We are now nearly at the start of our first Pinger line. A pinger is a sub-bottom surveying instrument that emits a relatively low energy set of sonar pulses (pngs) at a relatively high frequency, allowing it sean's shipto penetrate the upper few 10’s of metres of sediment cover usually (but not bedrock). The high frequency wave can pick out quite thin beds (reflectors) of the energy, and thus tell us where interesting sequences or sediment types might be located. As I review the only similar data available to us currently (by kind agreement with the British Geological Survey), I realise the data was obtained in 1978, when I was roughly the same age as my eldest son is now! His drawing of ‘the boat’ is on my cabin wall:

The sea state has calmed quite a bit since we left Bantry Bay last night. Our sonar equipment recorded us passing over an 11m (~40ft) swell wave en route. Most of us felt each wave as it passed – little sleep was had by all.

#GATEWAYS2 Update

We’ve all had a busy time sampling surface sediments, colecting vibrocores and running geophysics lines across Bantry Bay this last two days.  All the samples collected will be of use to the respective research parties aboard, and proves the merits of having a wide but inter-connected grouping of different research interests aboard – especially at this time of year!!

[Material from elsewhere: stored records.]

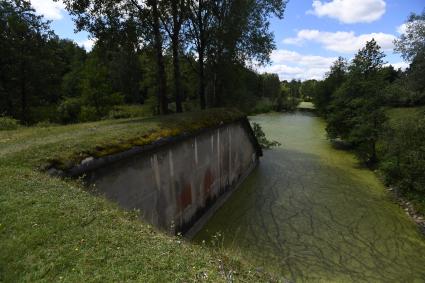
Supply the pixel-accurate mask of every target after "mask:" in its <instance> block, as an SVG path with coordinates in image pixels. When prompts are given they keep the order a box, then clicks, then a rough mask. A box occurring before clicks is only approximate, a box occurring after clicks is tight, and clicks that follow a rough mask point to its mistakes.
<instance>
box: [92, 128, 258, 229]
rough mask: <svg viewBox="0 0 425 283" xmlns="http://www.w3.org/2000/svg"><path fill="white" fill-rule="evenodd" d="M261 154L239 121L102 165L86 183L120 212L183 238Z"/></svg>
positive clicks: (233, 184)
mask: <svg viewBox="0 0 425 283" xmlns="http://www.w3.org/2000/svg"><path fill="white" fill-rule="evenodd" d="M260 154H261V150H260V149H258V144H256V142H255V138H254V139H253V135H252V132H251V128H250V126H249V123H248V122H247V121H246V120H242V121H237V122H234V123H231V124H227V125H222V126H220V127H218V128H216V129H210V130H206V131H203V132H202V133H200V134H198V135H194V136H191V137H186V138H185V139H182V140H179V141H178V142H173V143H163V144H162V145H161V146H159V147H154V148H151V149H149V150H145V151H141V152H138V153H137V154H133V155H131V156H126V158H125V159H122V160H119V161H116V162H113V163H105V162H100V163H102V166H101V167H100V168H97V169H94V170H93V171H91V172H89V173H88V180H89V182H90V183H91V184H93V185H94V186H95V187H96V190H97V192H99V193H101V194H104V195H105V196H106V197H107V198H109V199H111V200H114V201H116V202H118V203H119V204H120V205H121V206H123V207H124V208H127V209H139V210H140V212H141V216H142V218H144V219H145V220H146V221H147V222H149V223H151V224H153V225H154V226H157V227H159V228H161V229H164V230H167V231H170V232H172V233H175V232H178V231H181V232H186V231H188V230H189V229H190V228H191V227H192V226H193V224H195V222H196V221H197V220H198V219H200V218H201V217H202V216H203V215H208V214H206V212H207V211H208V210H209V209H211V208H212V209H213V210H214V209H216V207H217V205H218V204H220V203H222V202H223V201H222V200H221V201H217V200H220V198H221V196H228V195H229V194H230V192H231V191H232V190H233V189H234V188H235V187H236V184H237V183H238V182H239V181H241V180H242V179H243V178H244V177H245V176H247V174H248V173H249V172H250V171H251V170H252V169H253V168H254V167H255V165H256V164H257V163H258V158H259V155H260ZM93 162H94V161H93ZM98 163H99V162H98ZM100 163H99V164H100ZM106 164H107V166H105V165H106ZM214 204H215V207H214ZM209 214H211V211H210V213H209ZM204 218H205V217H204ZM197 226H199V225H197ZM192 234H193V232H192Z"/></svg>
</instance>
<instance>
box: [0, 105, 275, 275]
mask: <svg viewBox="0 0 425 283" xmlns="http://www.w3.org/2000/svg"><path fill="white" fill-rule="evenodd" d="M241 115H242V114H241V113H240V112H237V111H231V110H225V109H221V110H208V111H204V112H202V113H201V112H196V113H186V114H176V115H170V116H163V117H153V118H143V119H141V118H132V119H120V120H106V121H100V122H94V123H84V124H74V125H68V126H53V127H31V128H21V129H18V130H12V131H0V251H1V252H0V281H2V282H16V281H49V282H51V281H55V282H58V281H68V282H81V281H99V282H100V281H102V282H103V281H114V282H122V281H141V282H170V281H179V282H180V281H185V282H188V281H198V280H199V281H211V282H220V281H227V280H228V279H229V278H230V277H232V278H235V279H239V280H241V281H254V282H259V281H266V280H269V279H270V278H269V277H268V275H266V274H262V273H258V272H256V271H254V270H253V269H252V268H250V267H249V266H248V265H246V264H245V263H243V262H242V261H241V260H240V259H238V258H237V257H236V256H234V255H228V254H225V252H224V251H222V250H220V249H216V250H214V249H210V248H207V247H203V246H196V245H192V244H190V243H186V242H185V241H182V240H181V239H179V238H176V237H170V236H167V235H165V234H163V233H161V232H158V231H156V230H155V229H154V228H152V227H151V226H149V225H147V224H146V223H144V222H142V221H140V220H139V219H138V217H137V214H136V212H128V211H124V210H122V209H120V208H119V207H118V206H117V205H115V204H113V203H111V202H109V201H107V200H106V199H104V198H102V197H97V196H94V195H91V194H90V193H88V192H86V191H85V190H84V188H83V187H82V185H81V184H80V183H79V182H78V181H77V180H64V179H61V178H53V177H51V176H49V175H47V174H46V173H44V171H43V169H45V168H47V167H48V165H49V164H51V163H52V162H53V163H55V164H56V165H60V166H62V167H63V168H66V167H69V166H71V165H72V164H75V163H77V162H79V161H81V160H82V159H83V158H84V157H86V156H89V155H90V156H95V157H96V156H101V155H104V154H109V153H112V152H116V151H121V150H124V149H127V148H130V147H132V146H135V145H142V144H146V143H150V142H152V141H155V140H157V139H158V138H161V137H165V136H173V135H178V134H179V133H182V132H190V131H194V130H197V129H200V128H202V127H210V126H215V125H217V124H219V123H221V122H226V121H231V120H234V119H237V118H240V117H241Z"/></svg>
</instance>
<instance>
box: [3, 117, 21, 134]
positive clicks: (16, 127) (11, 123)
mask: <svg viewBox="0 0 425 283" xmlns="http://www.w3.org/2000/svg"><path fill="white" fill-rule="evenodd" d="M17 128H19V121H18V120H16V119H13V118H10V117H0V131H8V130H16V129H17Z"/></svg>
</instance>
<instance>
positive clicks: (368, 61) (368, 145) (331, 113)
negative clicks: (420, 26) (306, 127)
mask: <svg viewBox="0 0 425 283" xmlns="http://www.w3.org/2000/svg"><path fill="white" fill-rule="evenodd" d="M384 56H385V55H384V54H383V52H382V51H381V50H380V47H379V46H378V45H377V43H376V41H375V40H374V39H372V40H371V41H369V42H367V43H366V46H365V47H364V48H362V49H360V50H359V51H358V53H357V54H356V55H355V57H354V59H353V61H352V62H351V64H350V65H349V67H348V70H349V73H348V75H347V79H346V81H344V83H343V84H342V85H341V86H340V87H339V88H338V89H337V90H336V91H335V92H334V94H333V100H332V102H331V105H330V111H329V113H330V114H329V115H328V117H327V121H328V125H327V128H326V130H327V132H328V136H329V137H330V138H333V139H334V138H341V139H343V140H346V141H348V142H350V143H351V144H352V145H353V146H354V147H355V148H356V150H357V153H358V155H359V157H360V158H361V159H362V160H363V161H365V162H368V163H375V162H376V161H377V152H376V143H377V141H378V138H379V135H380V134H381V132H382V129H383V127H384V125H385V121H386V116H385V113H384V111H383V108H382V106H383V104H384V99H383V91H382V90H383V89H384V88H385V85H386V84H387V82H386V81H385V77H384V76H383V72H382V69H383V65H384V60H383V58H384Z"/></svg>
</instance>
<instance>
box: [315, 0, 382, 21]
mask: <svg viewBox="0 0 425 283" xmlns="http://www.w3.org/2000/svg"><path fill="white" fill-rule="evenodd" d="M385 6H386V4H385V1H384V0H332V1H330V2H322V1H317V0H315V1H313V10H312V11H308V12H307V13H309V14H313V15H316V16H318V17H325V16H326V17H330V18H333V19H337V20H339V21H340V22H342V23H345V24H354V23H370V22H373V21H376V20H378V19H380V18H381V17H382V15H384V14H385Z"/></svg>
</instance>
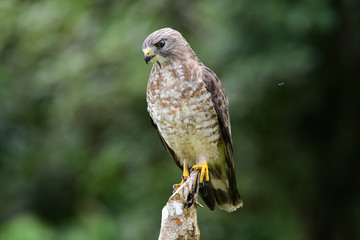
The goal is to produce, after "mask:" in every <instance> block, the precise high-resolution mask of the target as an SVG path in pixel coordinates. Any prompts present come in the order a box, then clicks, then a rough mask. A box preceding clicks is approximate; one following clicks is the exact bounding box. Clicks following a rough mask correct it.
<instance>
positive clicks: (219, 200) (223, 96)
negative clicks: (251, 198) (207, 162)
mask: <svg viewBox="0 0 360 240" xmlns="http://www.w3.org/2000/svg"><path fill="white" fill-rule="evenodd" d="M202 79H203V81H204V82H205V85H206V89H207V91H209V92H210V93H211V97H212V102H213V104H214V107H215V110H216V113H217V117H218V123H219V126H220V130H221V135H222V138H223V140H224V143H225V146H226V147H225V159H226V165H227V166H223V167H224V168H225V169H226V176H224V175H222V173H221V171H216V170H215V169H214V170H213V174H214V175H217V177H220V178H221V179H227V180H228V181H229V185H228V186H226V185H224V186H223V188H213V189H212V191H213V192H214V195H215V198H216V201H217V203H218V204H219V205H220V207H221V208H224V209H225V210H228V211H234V210H236V209H237V208H238V207H240V206H242V200H241V197H240V195H239V193H238V191H237V188H236V178H235V170H234V153H233V144H232V139H231V126H230V117H229V112H228V107H229V101H228V98H227V96H226V93H225V90H224V87H223V86H222V84H221V82H220V80H219V78H218V77H217V76H216V74H215V73H214V72H213V71H212V70H211V69H209V68H207V67H205V66H204V69H203V76H202ZM210 172H211V170H210Z"/></svg>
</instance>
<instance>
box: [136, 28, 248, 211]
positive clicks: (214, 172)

Now, however, I’m very glad to say that we have battened down the hatches and are prepared to make a dash for the outer part of the Celtic Shelf.  It looks like we may have a better sea-state and weather window of approx. 24hours to use to collect data on our primiary campaign targets: landforms and sediments on the outer parts of the Shelf.  Only restricted amounts of hard-won data exists about the sediment records out there, so we hope to add whatever information we have to the record.

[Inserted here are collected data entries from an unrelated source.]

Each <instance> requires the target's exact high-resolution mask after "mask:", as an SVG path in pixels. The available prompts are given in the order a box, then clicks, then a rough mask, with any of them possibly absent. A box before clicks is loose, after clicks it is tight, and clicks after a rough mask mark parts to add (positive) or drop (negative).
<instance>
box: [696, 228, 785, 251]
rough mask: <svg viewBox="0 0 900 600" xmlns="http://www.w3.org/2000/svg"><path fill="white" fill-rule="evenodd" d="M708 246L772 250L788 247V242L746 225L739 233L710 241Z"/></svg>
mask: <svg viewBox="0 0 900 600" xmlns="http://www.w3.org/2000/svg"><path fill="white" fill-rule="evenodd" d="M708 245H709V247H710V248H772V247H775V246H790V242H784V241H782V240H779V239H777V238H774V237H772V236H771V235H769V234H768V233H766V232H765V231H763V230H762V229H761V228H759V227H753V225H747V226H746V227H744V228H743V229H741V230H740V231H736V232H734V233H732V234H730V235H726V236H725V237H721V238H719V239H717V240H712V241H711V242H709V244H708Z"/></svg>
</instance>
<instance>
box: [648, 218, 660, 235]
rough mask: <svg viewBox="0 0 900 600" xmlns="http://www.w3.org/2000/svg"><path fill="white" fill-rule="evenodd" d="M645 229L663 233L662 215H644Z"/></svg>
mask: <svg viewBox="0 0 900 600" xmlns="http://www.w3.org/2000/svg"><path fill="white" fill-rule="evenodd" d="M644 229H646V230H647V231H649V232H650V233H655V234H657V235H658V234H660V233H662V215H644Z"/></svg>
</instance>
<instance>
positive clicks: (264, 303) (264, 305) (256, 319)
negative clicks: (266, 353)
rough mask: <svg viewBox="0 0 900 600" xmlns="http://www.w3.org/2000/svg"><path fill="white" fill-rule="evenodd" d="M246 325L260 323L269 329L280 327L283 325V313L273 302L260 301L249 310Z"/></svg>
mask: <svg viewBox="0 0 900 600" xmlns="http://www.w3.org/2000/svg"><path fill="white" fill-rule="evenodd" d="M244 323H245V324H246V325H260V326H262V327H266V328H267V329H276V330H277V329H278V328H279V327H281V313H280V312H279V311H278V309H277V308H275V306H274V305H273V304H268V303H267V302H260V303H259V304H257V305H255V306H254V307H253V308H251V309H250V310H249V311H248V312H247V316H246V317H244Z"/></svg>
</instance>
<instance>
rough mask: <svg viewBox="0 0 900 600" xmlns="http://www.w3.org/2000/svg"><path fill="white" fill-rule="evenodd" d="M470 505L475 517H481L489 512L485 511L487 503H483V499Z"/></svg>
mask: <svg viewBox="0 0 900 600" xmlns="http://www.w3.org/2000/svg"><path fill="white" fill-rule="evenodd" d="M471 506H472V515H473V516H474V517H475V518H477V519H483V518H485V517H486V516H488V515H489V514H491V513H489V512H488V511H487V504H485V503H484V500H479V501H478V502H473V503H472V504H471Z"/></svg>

We will sail  very soon towards our Working Area 1 target site, at the possible limits of the last British Irish Ice Sheet (our working hypothesis).  The transit will take up to 18 hours (all tonight and tomorrow) in big seas, but with a northwesterly tail wind, according to the weather forecast.  Arriving later tomorrow, all well we will begin to run some of the same geophysics used in Bantry Bay to select possible coring sites..and the rest only time will tell!

GATEWAYS2, On standby

#gateways2 is currently on standby, waiting for the weather to improve.  The vessel is not quite ‘at anchor’ as her advanced technology allows her to hold a fixed position using her engines in a kind of autopilot.  The navigation system automatically readjusts the ships position to resist movement by wind or currents.  The system is known as Dynamic Positioning or ‘DP’ for short.
During our wait everyone in the science party is keeping busy processing the samples collected in Galway Bay or the sub-bottom line collected yesterday (see snapshot from this data below), or planning sampling activities for tomorrow and beyond.  Several plans need to be laid to account for what the weather might throw at us i.e. how much of a time ‘window’ we might have to get out and work within Bantry Bay and possibly Dunmanus Bay.

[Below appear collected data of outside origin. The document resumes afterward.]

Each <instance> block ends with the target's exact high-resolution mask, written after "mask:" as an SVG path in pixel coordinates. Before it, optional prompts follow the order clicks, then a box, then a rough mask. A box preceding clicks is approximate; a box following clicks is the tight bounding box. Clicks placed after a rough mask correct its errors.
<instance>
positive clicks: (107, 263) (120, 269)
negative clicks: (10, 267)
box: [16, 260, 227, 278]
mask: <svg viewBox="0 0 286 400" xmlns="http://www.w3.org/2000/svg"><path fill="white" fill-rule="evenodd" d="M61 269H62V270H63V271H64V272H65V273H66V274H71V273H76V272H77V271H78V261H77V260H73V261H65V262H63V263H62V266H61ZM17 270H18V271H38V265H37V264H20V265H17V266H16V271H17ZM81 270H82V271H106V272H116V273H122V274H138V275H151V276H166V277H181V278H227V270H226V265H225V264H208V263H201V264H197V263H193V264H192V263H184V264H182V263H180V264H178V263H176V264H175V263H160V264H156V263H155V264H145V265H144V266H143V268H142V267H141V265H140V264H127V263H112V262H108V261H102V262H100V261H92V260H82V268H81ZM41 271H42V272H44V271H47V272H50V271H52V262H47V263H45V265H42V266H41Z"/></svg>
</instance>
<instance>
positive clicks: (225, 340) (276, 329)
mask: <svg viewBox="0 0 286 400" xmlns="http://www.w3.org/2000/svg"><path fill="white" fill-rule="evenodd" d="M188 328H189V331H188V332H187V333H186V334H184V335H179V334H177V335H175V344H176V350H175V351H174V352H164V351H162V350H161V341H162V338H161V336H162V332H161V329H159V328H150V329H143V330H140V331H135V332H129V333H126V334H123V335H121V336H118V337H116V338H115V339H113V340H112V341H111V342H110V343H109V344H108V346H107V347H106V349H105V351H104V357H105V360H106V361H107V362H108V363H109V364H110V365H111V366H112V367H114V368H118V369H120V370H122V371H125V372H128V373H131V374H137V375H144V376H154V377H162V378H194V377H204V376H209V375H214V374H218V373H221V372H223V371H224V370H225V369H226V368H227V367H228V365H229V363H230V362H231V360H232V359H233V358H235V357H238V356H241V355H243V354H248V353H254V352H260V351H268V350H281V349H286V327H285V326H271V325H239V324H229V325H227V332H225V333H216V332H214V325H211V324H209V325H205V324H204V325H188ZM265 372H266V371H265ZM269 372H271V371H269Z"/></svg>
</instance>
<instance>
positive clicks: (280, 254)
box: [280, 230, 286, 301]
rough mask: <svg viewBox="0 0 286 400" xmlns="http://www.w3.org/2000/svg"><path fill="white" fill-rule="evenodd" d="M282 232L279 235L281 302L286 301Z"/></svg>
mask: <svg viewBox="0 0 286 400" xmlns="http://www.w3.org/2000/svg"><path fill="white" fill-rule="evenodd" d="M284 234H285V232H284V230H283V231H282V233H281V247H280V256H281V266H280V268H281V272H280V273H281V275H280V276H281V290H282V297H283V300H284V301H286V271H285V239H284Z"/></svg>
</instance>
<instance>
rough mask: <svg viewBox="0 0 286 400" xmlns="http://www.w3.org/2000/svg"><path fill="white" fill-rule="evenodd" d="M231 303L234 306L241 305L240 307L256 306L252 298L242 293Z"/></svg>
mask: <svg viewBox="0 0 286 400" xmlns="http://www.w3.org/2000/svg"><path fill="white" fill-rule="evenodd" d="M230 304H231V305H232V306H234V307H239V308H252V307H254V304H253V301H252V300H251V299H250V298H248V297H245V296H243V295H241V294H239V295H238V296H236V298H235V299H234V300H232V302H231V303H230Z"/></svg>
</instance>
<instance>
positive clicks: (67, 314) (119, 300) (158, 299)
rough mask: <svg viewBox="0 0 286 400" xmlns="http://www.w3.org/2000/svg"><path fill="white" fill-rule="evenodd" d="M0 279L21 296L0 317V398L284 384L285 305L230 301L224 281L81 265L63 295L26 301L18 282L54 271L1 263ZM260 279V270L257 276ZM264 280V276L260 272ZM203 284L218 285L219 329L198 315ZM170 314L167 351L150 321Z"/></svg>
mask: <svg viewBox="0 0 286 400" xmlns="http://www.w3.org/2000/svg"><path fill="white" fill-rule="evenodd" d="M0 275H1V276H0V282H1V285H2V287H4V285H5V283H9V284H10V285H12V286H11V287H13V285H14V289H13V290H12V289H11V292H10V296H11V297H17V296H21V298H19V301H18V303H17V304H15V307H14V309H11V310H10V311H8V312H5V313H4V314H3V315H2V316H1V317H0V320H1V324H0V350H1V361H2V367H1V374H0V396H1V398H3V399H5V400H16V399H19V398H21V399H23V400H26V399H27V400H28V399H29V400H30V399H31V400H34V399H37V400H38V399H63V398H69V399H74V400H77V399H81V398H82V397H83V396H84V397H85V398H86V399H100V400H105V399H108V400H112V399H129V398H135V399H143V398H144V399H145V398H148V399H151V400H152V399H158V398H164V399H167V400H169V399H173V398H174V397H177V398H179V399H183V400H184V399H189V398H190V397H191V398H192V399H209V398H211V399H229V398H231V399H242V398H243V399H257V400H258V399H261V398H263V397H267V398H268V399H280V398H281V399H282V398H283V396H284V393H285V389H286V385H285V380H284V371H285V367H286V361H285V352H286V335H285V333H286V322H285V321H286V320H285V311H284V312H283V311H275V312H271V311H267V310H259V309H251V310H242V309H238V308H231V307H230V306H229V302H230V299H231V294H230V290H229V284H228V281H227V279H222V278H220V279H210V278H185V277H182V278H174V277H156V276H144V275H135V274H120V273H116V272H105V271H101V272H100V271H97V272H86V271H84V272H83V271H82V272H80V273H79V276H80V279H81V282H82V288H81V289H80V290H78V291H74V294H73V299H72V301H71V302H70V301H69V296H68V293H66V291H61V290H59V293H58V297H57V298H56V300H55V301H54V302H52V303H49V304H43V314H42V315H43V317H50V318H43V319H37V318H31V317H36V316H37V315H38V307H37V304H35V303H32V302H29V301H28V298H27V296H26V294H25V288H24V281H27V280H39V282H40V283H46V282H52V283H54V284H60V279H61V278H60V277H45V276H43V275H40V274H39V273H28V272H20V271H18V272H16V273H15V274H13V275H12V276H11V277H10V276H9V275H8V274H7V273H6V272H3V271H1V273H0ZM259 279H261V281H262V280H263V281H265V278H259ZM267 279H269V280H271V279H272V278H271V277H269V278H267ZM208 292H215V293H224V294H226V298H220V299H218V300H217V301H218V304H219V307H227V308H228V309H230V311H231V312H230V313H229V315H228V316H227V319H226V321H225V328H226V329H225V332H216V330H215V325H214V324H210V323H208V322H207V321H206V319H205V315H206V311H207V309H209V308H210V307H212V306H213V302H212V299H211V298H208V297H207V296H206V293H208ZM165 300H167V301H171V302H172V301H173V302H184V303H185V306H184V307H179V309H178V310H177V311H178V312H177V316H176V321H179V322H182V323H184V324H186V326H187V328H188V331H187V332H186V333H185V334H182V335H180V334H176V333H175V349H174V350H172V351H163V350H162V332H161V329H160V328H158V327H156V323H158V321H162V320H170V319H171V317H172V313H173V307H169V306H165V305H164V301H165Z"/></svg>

Bntry Bay pinger line collected on CE14003

A small part of the Inner Bantry Bay pinger line collected 24/02/2104 on GATEWAYS2 campaign, CE14003.  Line/image orientation is from SE-NW L-R across screen.  The prominent lower dark reflection is probably the top of bedrock, with stratified sediment infill of undulations on the bedrock surface.

Gateways2 update

We have now reached our overnight shelter in the lee of Bere island. We collected a line of geophysical data (a subbottom profile of the top 10-20 metres of sediments) on the way into Bantry Bay. Hopefully this will direct us to some interesting targets for our first attempts at recovering sediment cores using the 6m vibrocoring rig on board. We need to wait for much calmer conditions at sea before attempting this however.

GATEWAYS2 update

Despite poor conditions further offshore, two teams have been making the most of the time by sampling the shallow sediment s of Galway Bay all day. We are now attempting to calibrate the ship’s surveying systems before making for Bantry Bay overnight.